Some say that having good looks helped you succeed in cinema. How do you see this claim?

At the beginning of my career, I was used to such criticism, and there were critics who wrote horrible things about me every day. Even TV host Mofeed Fawzy used to attack me, calling me a “14-foot refrigerator”. Afterwards, they realised that it was not all about the good looks. It helped me start my career, but I had to show talent to continue. Before my first film, I spent 10 years studying at the Film Institute in the United States. I was taught by great professors such as Youssef Chahine, Salah Abu Seif, Helmy Halim, and Abdel Aziz Fahmy. I also worked in the cinema in the United States of America for three years, and when I returned to Egypt, great producer Ramses Naguib asked me to perform an audition.

I did not rely only on good looks and refused to be that handsome man in films. That is why I presented various and different films: such as “Enemy Brothers”, “My Blood, My Tears and My Smile”, “No Time for Tears”, and “The Devils”.


How do you prepare for your films?

I do not rely only on the script, and I always study the psychological and human aspects of the character and search for its details, especially the social, cultural, and psychological backgrounds of the story. After this study, I embody the character because each role has its different background that affects his behaviour. For example, I was offered a role of a man who fears women. This is of course different from my real personality. I liked the role very much and was excited to present it because the audience will see me differently. I studied the character and told the producer that I must sit with psychiatrist Ahmed Okasha in order to know the aspects of such personality; how will he behave? What are the reasons for his fear of women? But the producer told me they must start filming within two days, so I rejected the role. Another actor played the character but the film failed because it was presented in a naive comic way.


Why do you oppose the idea of guest starring in cinema?

I am not convinced of it. I did it once in the “Mafia” film, only after director Sherif Arafa asked me to read the scene. I was outside Egypt at the time, so Dr. Medhat Al-Adl read the scene to me over the phone. I agreed to play the role because I found a new angle in the character, the scene was crucial in the film, and the script was very good. The film wanted to deliver a message to the youth who want to emigrate. I felt it was important to deliver that message. I was not actually a guest star as I appeared in the film with my true personality.

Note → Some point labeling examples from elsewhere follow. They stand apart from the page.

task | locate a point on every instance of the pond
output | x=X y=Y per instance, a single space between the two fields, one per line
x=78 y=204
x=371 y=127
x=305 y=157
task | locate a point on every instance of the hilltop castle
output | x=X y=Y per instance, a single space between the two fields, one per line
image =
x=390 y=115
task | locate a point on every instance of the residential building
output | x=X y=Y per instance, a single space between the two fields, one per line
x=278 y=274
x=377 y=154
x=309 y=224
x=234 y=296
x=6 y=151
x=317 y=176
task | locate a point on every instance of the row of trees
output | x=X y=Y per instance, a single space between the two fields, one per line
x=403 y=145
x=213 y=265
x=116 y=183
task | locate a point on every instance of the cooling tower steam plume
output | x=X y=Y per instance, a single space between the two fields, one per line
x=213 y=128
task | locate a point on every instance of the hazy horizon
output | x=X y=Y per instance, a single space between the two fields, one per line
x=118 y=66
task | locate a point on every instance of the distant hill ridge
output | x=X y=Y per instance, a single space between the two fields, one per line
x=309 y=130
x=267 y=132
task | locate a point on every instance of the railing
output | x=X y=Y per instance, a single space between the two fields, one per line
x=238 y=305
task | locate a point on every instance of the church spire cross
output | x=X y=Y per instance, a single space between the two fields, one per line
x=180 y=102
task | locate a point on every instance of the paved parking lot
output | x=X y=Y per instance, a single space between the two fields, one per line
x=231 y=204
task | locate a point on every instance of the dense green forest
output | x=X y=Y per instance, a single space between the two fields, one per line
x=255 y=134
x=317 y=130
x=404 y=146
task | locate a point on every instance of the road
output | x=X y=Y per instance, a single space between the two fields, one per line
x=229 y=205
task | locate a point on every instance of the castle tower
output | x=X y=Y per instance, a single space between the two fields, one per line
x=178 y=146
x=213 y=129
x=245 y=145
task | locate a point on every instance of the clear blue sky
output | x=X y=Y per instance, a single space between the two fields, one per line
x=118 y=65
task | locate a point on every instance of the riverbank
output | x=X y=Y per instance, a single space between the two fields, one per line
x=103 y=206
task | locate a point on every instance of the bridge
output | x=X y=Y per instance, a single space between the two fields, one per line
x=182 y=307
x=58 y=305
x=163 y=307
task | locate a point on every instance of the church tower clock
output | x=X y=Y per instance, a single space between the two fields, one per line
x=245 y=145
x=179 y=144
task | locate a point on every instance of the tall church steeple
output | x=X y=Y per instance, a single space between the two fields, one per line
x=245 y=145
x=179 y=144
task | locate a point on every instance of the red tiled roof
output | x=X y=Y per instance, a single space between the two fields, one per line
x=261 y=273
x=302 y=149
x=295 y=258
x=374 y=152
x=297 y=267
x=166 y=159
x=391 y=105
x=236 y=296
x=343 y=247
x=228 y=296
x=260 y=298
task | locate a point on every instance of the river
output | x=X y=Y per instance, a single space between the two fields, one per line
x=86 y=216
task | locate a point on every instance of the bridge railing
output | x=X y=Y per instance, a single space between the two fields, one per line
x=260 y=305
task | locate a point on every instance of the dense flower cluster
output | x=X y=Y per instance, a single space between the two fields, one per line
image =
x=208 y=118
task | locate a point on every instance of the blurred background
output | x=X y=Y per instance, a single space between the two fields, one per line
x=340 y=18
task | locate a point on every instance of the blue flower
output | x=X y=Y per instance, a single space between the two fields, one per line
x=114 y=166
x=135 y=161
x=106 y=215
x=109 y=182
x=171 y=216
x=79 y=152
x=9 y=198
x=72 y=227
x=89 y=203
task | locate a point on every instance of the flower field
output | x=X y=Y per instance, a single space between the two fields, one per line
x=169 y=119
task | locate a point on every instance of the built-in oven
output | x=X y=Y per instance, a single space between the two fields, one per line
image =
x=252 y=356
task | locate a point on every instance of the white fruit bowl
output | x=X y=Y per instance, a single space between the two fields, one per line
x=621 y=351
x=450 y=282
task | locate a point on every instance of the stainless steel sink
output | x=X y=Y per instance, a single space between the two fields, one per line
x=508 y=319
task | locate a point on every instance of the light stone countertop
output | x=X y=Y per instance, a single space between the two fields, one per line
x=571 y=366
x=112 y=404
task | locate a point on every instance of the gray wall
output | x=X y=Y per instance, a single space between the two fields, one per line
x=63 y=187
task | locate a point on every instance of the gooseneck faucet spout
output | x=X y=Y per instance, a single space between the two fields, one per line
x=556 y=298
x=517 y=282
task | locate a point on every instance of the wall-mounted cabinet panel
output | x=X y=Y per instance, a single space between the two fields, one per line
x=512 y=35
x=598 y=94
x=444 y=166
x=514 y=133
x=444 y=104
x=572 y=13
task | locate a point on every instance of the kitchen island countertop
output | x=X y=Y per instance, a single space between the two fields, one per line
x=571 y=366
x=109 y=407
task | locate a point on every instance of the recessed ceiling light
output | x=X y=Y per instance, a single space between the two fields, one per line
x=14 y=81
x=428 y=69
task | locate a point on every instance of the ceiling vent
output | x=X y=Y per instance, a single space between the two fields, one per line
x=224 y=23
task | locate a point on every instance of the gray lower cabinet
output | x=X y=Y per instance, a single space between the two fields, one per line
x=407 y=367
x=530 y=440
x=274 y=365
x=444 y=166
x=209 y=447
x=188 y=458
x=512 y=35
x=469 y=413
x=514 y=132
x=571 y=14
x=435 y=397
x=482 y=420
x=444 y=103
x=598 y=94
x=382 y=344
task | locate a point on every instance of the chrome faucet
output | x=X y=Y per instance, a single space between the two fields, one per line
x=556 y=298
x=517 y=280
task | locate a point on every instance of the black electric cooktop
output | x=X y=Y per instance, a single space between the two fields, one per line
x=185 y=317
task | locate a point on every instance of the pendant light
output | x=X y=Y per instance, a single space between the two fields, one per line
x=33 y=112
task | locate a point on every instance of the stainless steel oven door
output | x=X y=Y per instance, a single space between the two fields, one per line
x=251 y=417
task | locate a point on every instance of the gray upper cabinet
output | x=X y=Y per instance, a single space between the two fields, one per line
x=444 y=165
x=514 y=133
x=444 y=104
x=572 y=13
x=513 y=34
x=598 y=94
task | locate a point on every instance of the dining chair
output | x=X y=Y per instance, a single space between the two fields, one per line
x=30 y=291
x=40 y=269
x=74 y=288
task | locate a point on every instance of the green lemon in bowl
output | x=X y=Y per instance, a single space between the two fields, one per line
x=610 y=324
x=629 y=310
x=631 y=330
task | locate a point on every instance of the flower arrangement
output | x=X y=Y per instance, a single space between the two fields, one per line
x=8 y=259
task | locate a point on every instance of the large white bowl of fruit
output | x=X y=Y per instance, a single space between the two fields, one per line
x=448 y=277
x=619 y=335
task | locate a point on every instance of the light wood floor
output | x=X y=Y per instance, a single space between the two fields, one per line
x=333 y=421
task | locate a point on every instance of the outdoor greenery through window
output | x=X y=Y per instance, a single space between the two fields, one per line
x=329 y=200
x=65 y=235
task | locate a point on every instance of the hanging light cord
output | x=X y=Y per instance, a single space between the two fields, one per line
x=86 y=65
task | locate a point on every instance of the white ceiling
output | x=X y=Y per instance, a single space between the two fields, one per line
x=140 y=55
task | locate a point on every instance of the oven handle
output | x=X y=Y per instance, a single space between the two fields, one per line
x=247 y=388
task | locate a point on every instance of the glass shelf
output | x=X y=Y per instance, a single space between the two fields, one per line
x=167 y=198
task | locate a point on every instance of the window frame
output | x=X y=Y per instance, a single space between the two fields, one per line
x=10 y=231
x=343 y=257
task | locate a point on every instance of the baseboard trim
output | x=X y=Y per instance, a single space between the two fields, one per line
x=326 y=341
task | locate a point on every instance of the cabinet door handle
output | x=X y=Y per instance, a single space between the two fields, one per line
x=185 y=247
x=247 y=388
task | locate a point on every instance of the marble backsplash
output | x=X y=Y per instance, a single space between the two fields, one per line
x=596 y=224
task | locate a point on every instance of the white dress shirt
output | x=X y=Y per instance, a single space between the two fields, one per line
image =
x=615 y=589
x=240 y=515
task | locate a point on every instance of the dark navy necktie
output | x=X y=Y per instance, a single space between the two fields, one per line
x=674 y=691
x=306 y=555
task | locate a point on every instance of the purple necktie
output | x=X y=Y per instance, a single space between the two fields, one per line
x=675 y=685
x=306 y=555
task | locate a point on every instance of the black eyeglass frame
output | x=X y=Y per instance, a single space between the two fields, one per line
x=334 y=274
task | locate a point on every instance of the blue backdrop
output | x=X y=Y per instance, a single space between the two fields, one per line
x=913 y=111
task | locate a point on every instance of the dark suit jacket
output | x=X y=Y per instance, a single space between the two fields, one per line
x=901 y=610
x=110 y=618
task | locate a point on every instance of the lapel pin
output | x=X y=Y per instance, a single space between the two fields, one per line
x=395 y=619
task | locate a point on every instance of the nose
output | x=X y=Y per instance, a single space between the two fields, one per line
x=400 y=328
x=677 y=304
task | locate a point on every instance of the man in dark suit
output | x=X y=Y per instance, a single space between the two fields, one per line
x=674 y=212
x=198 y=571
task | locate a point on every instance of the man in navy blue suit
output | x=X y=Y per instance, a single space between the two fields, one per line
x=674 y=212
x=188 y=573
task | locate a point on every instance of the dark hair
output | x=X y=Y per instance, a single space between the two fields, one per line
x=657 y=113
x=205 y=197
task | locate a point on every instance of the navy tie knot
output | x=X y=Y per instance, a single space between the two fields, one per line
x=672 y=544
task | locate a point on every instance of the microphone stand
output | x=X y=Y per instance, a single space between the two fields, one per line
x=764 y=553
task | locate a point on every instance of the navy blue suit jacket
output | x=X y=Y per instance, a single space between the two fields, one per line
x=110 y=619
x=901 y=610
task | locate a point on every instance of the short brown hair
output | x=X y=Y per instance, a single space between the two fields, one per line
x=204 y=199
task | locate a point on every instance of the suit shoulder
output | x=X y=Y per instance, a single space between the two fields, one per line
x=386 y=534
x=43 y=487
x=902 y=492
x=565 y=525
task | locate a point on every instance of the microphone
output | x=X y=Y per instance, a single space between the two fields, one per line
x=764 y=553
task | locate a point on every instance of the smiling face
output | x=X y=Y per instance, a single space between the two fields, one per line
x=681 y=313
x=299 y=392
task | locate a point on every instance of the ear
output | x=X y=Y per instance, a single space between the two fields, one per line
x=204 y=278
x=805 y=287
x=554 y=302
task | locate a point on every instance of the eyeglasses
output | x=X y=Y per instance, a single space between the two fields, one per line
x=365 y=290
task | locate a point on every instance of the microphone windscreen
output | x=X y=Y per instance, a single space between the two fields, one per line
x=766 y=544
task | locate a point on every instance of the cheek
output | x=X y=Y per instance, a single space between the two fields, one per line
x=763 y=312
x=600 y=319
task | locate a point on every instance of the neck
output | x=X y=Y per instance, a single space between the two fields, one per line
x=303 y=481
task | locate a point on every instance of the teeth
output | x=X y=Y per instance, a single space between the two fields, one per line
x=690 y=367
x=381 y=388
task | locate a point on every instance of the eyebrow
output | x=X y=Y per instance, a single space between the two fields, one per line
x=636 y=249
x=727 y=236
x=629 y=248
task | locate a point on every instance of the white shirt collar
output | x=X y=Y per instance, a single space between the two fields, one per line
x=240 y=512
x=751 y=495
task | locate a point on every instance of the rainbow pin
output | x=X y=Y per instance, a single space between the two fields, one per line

How do you see Egyptian cinema now?

I believe black-and-white films were the golden age of Egyptian cinema. This industry went through different periods and schools. Our cinema used to have a special personality, but now every director has his own school and style.


Do you still want to present the biography of late president Mohamed Naguib?

Mohamed Naguib is a very important historical figure, and his life is rich in details. I also dream of playing Khedive Ismail, because historians presented him in an unfair manner. He was far-sighted and had his own way of thinking. He built the modern civilization of Egypt.

I participated in several plays, such as “The Incident” which was written by Lenin Al-Ramli. By the way, I am currently preparing for a new play with director Essam El-Sayed, it’s called “Emsk Harami” (Catch a thief). It will be presented soon in a private theatre. It is about a thief who tries to rob a house whose owner suffers from Alzheimer’s. The man mistakenly thinks the thief is his son and asks him to spend the night with him.


Could you elaborate on the topic that your new movie “The Atheist” will discuss?

We must discuss all the issues in our society, and atheism is an important issue and has become prevalent, therefore it must be discussed. I am very excited about the film because this is the role of art; confronting thought with thought. A good movie, for me, is the one that makes a person think and discuss an idea or topic after watching it.


Will you present a TV series this Ramadan?

Some series were offered to me, but they did not suit me, so I rejected all of them.